On part 1 of this article, we introduced the problem of DB function fan-out, and we figured every such function is actually a multi-function with 2^n versions, given n inputs. On this part, we'll focus on current solutions to the problem on two open-source databases: MonetDB & ClickHouse. In addition we'll try to come up with simple, yet ineffective/incomplete solutions to the problem.
Simple standard solution recap
Last time we had a brief look at a standard solution to the concat problem, using 4 different functions - one that we called scalar, and 3 more that used at least one vector input.
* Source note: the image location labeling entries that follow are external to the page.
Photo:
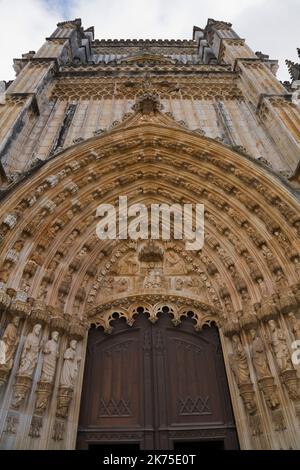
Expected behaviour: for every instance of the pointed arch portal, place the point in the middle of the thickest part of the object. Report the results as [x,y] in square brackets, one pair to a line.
[56,272]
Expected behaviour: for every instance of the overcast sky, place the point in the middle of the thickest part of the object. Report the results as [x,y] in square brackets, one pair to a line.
[270,26]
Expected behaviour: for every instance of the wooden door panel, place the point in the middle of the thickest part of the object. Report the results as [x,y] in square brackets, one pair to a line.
[155,384]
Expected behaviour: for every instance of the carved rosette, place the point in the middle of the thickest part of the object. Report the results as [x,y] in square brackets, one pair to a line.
[21,387]
[39,313]
[43,392]
[290,380]
[64,398]
[5,299]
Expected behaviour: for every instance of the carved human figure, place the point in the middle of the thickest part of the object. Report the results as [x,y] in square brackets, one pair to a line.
[239,363]
[70,366]
[258,354]
[9,343]
[174,264]
[279,346]
[30,352]
[295,325]
[129,265]
[50,356]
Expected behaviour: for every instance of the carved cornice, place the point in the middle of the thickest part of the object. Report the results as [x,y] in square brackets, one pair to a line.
[152,305]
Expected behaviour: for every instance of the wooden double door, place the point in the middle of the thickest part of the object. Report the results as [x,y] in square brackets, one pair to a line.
[155,386]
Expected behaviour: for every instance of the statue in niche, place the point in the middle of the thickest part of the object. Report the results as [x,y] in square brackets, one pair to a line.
[70,366]
[153,280]
[279,346]
[238,362]
[295,325]
[50,356]
[9,343]
[258,354]
[128,265]
[30,352]
[174,264]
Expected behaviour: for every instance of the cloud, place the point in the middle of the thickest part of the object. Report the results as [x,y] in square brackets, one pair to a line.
[24,26]
[267,25]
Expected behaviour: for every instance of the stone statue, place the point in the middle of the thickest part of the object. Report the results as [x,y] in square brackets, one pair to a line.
[70,366]
[30,352]
[279,346]
[9,343]
[258,355]
[50,356]
[238,362]
[174,264]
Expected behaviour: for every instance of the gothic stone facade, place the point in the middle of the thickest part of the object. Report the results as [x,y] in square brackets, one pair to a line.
[201,120]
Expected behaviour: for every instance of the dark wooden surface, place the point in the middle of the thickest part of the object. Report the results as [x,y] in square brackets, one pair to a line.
[156,386]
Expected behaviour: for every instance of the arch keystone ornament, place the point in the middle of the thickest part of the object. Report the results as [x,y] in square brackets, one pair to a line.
[97,134]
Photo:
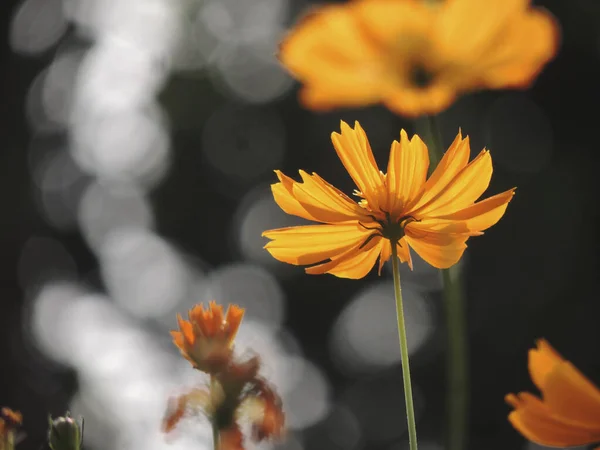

It looked like that:
Simply put, this solution reused the scalar version (first function on the snippet above) in the other 3 vector versions (below in the snippet). The scalar version serves for a "row execution": every version actually sets the data row-by-row (by looping on the input vector/vectors), and runs the scalar version for each row. Nice and easy, and very effective (given the scalar version is effective). However, as dicussed, this solution suffers from many disadvantages: horrible duplication of code (4 versions), comlicated to modify (imagine you'd be asked to change the data structure from vector to something else) and not easily testable. Writing this code is an annoying boilerplate code, and so does its testing code. We wouldn't like to do that, especially if we have to implement 100+ such multi-functions in a database.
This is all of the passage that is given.